GSO Intern Report — ILO Conference 22 June 2011, by Christina House, University of Denver

Attending the 100th ILC was a unique experience because issues surrounding trade and labor typically lie outside of my area of expertise. Following the economic crisis, I had become increasingly interested in the relationship between security and the market. As the Arab Spring demonstrated, food security, commodity prices, and socio-economic conditions could unite to form a powder keg which, when stressed, explode into revolution. While initially I believed that the ILC would be narrowly focused around trade and labor relations, I was surprised at the depth of analysis and the discussion put forth throughout the conference. The three main issues that I took away from the ILC were: the notion of trade as a vehicle for development, the rising problem of youth unemployment, and the policies states implemented to mitigate crises effects. The focal point of the 100th ILC was whether trade could be a viable vehicle for development and if so, whether that development would be sustainable and green. The recent global economic and financial crisis highlighted how inter-connectedness has increased market volatility and vulnerability, especially in commodity markets. Since LDCs rely on commodities for the majority of their revenue, they remain most vulnerable to market swings. Following the global financial and economic crisis, LDCs have emerged as leading figures in the economic recovery and key players in development.
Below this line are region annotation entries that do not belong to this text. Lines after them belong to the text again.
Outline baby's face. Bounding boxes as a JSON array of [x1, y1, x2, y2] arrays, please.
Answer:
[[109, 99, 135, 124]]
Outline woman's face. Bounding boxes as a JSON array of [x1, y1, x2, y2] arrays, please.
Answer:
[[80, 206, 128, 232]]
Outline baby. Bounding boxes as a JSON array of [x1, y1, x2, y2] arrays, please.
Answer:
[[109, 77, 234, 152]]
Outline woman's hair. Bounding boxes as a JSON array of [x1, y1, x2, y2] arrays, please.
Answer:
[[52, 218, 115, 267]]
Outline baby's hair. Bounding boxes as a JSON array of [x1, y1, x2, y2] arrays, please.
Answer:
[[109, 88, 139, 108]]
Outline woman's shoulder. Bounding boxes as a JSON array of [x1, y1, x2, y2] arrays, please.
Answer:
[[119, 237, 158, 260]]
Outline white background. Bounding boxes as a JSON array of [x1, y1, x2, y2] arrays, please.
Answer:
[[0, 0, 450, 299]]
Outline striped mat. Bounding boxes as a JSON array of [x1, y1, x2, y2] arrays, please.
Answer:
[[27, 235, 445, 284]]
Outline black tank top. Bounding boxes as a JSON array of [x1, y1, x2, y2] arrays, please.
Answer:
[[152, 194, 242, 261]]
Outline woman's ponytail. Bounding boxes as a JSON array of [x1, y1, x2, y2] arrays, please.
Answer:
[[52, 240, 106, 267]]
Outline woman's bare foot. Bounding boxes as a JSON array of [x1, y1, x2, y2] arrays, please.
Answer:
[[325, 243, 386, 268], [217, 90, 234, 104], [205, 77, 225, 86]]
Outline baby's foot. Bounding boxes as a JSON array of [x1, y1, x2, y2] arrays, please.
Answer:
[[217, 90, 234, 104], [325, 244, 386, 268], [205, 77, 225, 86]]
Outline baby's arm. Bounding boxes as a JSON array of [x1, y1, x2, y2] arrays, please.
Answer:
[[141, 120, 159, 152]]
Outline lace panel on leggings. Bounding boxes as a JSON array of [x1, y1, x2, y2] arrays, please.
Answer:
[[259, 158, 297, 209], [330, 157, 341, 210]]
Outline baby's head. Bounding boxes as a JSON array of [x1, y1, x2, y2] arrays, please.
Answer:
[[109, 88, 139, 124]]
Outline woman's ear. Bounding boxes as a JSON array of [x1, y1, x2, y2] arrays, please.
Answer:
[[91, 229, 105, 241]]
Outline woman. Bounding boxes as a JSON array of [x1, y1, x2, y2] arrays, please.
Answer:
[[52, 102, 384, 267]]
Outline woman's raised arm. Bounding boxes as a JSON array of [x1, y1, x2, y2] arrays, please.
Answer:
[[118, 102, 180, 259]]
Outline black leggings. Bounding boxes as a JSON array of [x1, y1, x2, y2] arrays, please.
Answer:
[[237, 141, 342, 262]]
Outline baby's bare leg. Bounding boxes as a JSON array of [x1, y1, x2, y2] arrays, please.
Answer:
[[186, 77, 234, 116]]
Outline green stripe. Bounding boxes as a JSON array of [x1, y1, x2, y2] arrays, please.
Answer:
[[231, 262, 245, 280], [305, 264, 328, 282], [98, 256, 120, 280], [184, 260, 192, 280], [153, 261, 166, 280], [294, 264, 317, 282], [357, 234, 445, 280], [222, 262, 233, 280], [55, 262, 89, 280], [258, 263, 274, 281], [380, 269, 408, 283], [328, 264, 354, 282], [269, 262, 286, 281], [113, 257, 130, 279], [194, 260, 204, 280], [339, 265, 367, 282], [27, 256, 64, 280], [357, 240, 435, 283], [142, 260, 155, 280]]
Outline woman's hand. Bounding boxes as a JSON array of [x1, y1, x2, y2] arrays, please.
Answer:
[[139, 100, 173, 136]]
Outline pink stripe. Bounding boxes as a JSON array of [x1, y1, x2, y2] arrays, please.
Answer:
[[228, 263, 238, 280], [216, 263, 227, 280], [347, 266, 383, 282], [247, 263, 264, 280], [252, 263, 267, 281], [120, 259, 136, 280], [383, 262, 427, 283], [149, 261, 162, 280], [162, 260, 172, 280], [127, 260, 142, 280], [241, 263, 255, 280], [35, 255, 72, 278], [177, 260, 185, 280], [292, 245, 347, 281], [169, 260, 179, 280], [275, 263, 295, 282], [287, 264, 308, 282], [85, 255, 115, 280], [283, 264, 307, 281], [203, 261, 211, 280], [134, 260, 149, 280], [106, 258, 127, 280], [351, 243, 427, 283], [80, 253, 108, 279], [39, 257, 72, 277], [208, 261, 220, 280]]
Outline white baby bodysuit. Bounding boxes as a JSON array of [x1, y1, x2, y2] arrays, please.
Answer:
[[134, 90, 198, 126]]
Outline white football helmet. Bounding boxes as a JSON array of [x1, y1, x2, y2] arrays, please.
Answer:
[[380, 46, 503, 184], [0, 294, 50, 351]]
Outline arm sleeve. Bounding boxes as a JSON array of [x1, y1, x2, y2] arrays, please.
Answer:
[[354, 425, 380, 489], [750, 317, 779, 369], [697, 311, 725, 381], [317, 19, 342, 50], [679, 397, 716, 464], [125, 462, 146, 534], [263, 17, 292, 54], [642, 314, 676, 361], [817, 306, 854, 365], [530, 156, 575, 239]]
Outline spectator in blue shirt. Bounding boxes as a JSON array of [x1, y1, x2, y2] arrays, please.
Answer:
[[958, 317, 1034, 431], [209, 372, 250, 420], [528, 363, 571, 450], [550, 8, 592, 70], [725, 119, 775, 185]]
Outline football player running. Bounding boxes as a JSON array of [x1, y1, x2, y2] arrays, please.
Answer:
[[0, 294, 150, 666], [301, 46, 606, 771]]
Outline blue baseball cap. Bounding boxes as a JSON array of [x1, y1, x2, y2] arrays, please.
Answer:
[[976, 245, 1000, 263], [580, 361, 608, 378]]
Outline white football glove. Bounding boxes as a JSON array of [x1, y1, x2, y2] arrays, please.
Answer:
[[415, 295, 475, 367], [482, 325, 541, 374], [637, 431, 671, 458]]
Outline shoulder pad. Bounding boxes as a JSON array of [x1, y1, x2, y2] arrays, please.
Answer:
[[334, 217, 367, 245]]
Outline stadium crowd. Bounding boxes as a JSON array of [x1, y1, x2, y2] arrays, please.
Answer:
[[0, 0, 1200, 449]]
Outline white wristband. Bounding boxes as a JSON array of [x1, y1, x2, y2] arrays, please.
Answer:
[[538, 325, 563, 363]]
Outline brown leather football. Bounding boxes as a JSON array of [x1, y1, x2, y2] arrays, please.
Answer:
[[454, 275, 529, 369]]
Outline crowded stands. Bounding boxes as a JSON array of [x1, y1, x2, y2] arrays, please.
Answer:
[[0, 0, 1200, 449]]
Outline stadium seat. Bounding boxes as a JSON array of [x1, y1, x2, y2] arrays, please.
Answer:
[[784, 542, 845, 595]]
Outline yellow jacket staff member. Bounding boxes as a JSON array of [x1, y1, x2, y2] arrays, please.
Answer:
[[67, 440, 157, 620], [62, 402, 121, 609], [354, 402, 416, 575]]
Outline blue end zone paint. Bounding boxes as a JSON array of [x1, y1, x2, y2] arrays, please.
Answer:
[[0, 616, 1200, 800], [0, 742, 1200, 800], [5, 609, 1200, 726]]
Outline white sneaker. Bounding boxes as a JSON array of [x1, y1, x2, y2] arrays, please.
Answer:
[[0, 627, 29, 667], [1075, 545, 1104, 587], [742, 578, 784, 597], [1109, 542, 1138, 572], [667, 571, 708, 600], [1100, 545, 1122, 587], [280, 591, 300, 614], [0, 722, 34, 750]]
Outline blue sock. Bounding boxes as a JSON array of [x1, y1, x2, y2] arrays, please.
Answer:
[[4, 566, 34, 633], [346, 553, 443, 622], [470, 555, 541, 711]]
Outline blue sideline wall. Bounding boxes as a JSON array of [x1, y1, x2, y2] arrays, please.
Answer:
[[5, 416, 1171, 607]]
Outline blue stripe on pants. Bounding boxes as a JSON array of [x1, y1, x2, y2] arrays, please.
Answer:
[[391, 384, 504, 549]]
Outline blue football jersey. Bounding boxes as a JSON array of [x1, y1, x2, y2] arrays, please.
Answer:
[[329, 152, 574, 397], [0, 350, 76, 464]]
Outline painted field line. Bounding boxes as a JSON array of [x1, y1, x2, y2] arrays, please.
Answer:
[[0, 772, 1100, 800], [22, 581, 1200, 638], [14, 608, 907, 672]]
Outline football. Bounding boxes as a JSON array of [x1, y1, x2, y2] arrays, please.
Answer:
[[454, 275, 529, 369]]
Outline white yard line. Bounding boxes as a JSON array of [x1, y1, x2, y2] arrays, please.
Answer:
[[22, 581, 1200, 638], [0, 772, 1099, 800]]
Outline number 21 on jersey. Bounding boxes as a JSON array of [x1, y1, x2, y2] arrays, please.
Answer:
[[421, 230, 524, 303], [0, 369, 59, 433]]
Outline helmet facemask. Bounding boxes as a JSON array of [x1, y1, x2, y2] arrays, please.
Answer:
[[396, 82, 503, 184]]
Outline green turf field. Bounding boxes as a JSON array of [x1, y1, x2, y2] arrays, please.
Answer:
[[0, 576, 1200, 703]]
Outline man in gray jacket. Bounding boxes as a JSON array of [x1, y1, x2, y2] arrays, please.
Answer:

Throughout the ILC, LDCs spear-headed a movement to utilize trade as a vehicle for sustainable development; focused on creating sustainable employment and environmentally considerate business practices. However, this new strategy was met with resistance by developed countries such as the United States who insist that the current strategy of trade liberalization, where trade functions as a product of development, should hold. However, the paradigm shift put forth by LDCs approaches north-south relations in a creative manner and also incorporates the challenges put forth by climate change and resource strain into a developmental model. This shift was present not only throughout the ILC, but also in UNCTAD and the World Bank’s Global Trade Strategy.

Unemployment was a prevalent theme throughout the ILC. Youth employment, however, dominated discussion due to its role in the Arab Spring as well as the aftermath of the global crisis. As many panels discussed, youth unemployment currently hovers at around 20% globally and up to 40% in specific countries. This increased sharply following the crisis and has impacted calls for a new trade regime emphasizing sustainable development. Lack of viable job options has had sincere consequences, as demonstrated by the revolutions throughout the Middle East which were driven by dire economic conditions and led by youth. Accordingly, the ILC hosted multiple panels discussing economic challenges facing the Middle East as it begins to rebuild. The challenges presented were mighty, but the discussion put forth was up to the task. Panelists emphasized the need for sustainable jobs, increased healthcare benefits, and secure access to food and clean water as the cornerstones for the new socio-economic system. Inherent within this discussion was the importance of social protection and state duty to implement and protects its workers. While many panels recognized that the transitions were state-led, none discounted the role of the international community in leading the change. As recognized by the ILO, issues of employment and sustainable development must be addressed on a global level if we wish to decrease the overwhelming poverty rate. Currently 25% of the world lives below the base poverty line and this is only increasing as resources become scarcer. A new regime without social protection is, therefore, an inadequate option moving forward from the 2008 crisis. The Arab Spring has provided a platform for social protection and sustainable development to define the emerging trade system. It has also offered international institutions a chance to change policies and habits, and create a new vision of the global order that is environmentally conscious and sustainable.

Given the challenges posed and ideas presented throughout the ILC, it was clear that the 2008 global economic and financial crisis represented a break with the current system of trade liberalization and consumption. However, the threat of a renewed crisis still looms and given the nature of politics, is an urgent priority. Therefore, I thought that it was appropriate for the ILC to include a diverse set of heads of state to speak about their country’s experience throughout the economic and financial crisis as well as discuss policy actions they took to mitigate its effects. For example, in anticipation of the crisis, Germany took steps to coordinate its policies on each level of governance to ensure cohesion and strengthen the state’s ability to implement reforms. These steps reduced job losses and damages to benefits, and allowed Germany to recover faster than any other developed nation. In Indonesia, prior to the crisis the government had placed job creation as the top financial priority. As a result, Indonesia experienced the fewest number of job losses in the world and was able to recover quickly. The array of policies presented, as well as diversity of countries present, represented a major strength for the ILC overall. Not only did the high-level figures increase the ILO’s credibility as a leading actor in international trade policy, but their speeches provided an opportunity for countries to learn from the experiences and policies of others. Discussions by the heads of state also encouraged countries to explore changes at the policy level that could prevent future crises and manage crises effects.

While the ILC encompassed a broad array of topics, the contemporary nature of issues presented provided a lens in which to view the global economic transition. The conference emphasized how society is inter-connected now more than ever and, as a result, forums facilitating discussions and multi-lateral agreements will become increasingly necessary as we tackle global issues. I thoroughly enjoyed the ILC and was pleased with its multi-disciplinary approach. The experience enhanced my own understanding of globalization and reinforced the importance of having a business when approaching a subject.